Installation

The easy way

The easiest way to install Scrapy Do is using pip. You can then create a directory where you want your project data stored and just start the daemon there.

$ pip install scrapy-do
$ mkdir /home/user/my-scrapy-do-data
$ cd /home/user/my-scrapy-do-data
$ scrapy-do scrapy-do

Yup, you need to type scrapy-do twice. That’s how twisted works, don’t ask me. After doing that, you will see some content in this directory including the log file and the pidfile of the Scrapy Do daemon.

A systemd service

Installing Scrapy Do as a systemd service is a far better idea than the easy way described above. It’s a bit of work that should really be done by a proper Debian/Ubuntu package, but we do not have one for the time being, so I will show you how to do it “by hand.”

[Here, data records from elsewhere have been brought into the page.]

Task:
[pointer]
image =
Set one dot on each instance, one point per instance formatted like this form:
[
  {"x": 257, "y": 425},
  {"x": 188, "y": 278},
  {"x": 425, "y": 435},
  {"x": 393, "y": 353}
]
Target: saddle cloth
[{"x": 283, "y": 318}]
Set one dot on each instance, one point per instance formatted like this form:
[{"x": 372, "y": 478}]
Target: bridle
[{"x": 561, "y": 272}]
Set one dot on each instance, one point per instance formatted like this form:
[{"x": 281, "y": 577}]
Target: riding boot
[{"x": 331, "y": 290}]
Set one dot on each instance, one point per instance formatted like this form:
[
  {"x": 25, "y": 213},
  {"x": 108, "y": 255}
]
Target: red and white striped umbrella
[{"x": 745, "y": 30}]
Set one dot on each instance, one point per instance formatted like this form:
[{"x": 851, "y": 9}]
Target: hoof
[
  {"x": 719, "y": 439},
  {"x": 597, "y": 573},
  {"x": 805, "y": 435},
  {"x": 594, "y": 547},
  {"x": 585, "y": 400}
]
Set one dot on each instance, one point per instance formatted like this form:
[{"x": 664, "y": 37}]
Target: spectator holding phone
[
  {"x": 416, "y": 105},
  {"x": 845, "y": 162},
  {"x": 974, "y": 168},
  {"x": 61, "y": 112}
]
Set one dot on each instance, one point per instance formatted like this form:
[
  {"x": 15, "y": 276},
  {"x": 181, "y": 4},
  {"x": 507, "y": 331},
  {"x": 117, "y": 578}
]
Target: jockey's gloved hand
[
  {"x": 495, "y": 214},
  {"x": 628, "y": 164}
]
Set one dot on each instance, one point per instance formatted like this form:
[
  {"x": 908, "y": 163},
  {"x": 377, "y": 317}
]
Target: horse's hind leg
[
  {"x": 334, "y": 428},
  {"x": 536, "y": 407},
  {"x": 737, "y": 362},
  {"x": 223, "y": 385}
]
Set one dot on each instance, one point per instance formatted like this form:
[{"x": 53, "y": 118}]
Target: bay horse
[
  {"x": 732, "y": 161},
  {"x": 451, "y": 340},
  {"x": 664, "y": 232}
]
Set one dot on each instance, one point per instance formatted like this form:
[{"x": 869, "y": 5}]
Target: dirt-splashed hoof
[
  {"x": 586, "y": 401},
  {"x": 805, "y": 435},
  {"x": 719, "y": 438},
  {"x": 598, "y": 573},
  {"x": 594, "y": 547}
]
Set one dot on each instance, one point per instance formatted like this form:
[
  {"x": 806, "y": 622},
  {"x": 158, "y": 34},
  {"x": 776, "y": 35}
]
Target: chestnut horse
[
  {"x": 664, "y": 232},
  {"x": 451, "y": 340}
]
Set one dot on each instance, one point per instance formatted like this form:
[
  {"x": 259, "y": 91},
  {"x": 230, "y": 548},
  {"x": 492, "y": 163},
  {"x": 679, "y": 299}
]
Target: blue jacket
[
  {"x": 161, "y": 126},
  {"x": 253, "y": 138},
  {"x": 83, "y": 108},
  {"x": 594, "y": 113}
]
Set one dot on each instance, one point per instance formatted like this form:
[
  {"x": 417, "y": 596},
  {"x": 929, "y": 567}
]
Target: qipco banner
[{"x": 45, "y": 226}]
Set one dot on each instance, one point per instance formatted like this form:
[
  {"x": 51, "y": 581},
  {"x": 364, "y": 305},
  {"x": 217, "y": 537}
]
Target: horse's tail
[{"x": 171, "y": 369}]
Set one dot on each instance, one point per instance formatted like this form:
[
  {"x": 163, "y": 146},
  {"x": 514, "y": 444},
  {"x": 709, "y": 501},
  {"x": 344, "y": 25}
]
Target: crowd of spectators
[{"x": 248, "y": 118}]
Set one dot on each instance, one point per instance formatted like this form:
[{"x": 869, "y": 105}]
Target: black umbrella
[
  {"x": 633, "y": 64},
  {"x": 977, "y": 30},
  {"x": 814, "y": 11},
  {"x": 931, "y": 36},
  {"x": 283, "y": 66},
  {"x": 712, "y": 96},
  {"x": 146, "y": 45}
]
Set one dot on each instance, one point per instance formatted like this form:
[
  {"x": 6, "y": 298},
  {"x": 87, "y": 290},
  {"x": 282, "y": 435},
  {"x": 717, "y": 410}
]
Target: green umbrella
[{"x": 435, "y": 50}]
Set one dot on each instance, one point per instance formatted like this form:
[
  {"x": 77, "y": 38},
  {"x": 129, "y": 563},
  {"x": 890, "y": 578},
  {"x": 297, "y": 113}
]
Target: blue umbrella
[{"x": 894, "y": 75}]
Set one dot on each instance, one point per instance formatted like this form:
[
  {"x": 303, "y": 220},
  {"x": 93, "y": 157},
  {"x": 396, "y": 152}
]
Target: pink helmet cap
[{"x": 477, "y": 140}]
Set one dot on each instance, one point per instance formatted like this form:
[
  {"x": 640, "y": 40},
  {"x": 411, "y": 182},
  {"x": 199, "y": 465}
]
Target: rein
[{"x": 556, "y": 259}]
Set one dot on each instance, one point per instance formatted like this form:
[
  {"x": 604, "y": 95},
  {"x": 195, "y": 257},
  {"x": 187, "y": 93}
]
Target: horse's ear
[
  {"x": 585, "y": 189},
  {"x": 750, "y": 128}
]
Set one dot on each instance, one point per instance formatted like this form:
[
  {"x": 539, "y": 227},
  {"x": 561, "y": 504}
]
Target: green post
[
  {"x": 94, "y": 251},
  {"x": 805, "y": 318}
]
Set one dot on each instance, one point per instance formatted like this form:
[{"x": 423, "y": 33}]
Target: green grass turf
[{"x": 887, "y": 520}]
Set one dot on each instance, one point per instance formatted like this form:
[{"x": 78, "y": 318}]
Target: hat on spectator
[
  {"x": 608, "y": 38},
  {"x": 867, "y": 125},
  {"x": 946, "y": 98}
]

  • Although not strictly necessary, it’s a good practice to run the daemon under a separate user account. I will create one called pydaemon because I run a couple more python daemons this way.

    $ sudo useradd -m -d /opt/pydaemon pydaemon
    
  • Make sure you have all of the following packages installed:

    $ sudo apt-get install python3 python3-dev python3-virtualenv
    $ sudo apt-get install build-essential
    
  • Switch your session to this new user account:

    $ sudo su - pydaemon
    
  • Create the virtual env and install Scrapy Do:

    $ mkdir virtualenv
    $ cd virtualenv/
    $ python3 /usr/lib/python3/dist-packages/virtualenv.py -p /usr/bin/python3 .
    $ . ./bin/activate
    $ pip install scrapy-do
    $ cd ..
    
  • Create a bin directory and a wrapper script that will set up the virtualenv on startup:

    $ mkdir bin
    $ cat > bin/scrapy-do << EOF
    > #!/bin/bash
    > . /opt/pydaemon/virtualenv/bin/activate
    > exec /opt/pydaemon/virtualenv/bin/scrapy-do "\${@}"
    > EOF
    $ chmod 755 bin/scrapy-do
    
  • Create a data directory and a configuration file:

    $ mkdir -p data/scrapy-do
    $ mkdir etc
    $ cat > etc/scrapy-do.conf << EOF
    > [scrapy-do]
    > project-store = /opt/pydaemon/data/scrapy-do
    > EOF
    
  • As root, create the following file with the following content:

    # cat > /etc/systemd/system/scrapy-do.service << EOF
    > [Unit]
    > Description=Scrapy Do Service
    >
    > [Service]
    > ExecStart=/opt/pydaemon/bin/scrapy-do --nodaemon --pidfile= \
    >           scrapy-do --config /opt/pydaemon/etc/scrapy-do.conf
    > User=pydaemon
    > Group=pydaemon
    > Restart=always
    >
    > [Install]
    > WantedBy=multi-user.target
    > EOF
    
  • You can then reload the systemd configuration and let it manage the Scrapy Do daemon:

    $ sudo systemctl daemon-reload
    $ sudo systemctl start scrapy-do
    $ sudo systemctl enable scrapy-do
    
  • Finally, you should now be able to see that the daemon is running:

    $ sudo systemctl status scrapy-do
    ● scrapy-do.service - Scrapy Do Service
       Loaded: loaded (/etc/systemd/system/scrapy-do.service; enabled; vendor preset: enabled)
       Active: active (running) since Sun 2017-12-10 22:42:55 UTC; 4min 23s ago
     Main PID: 27543 (scrapy-do)
    ...
    

I know its awfully complicated. I will do some packaging work when I have a spare moment.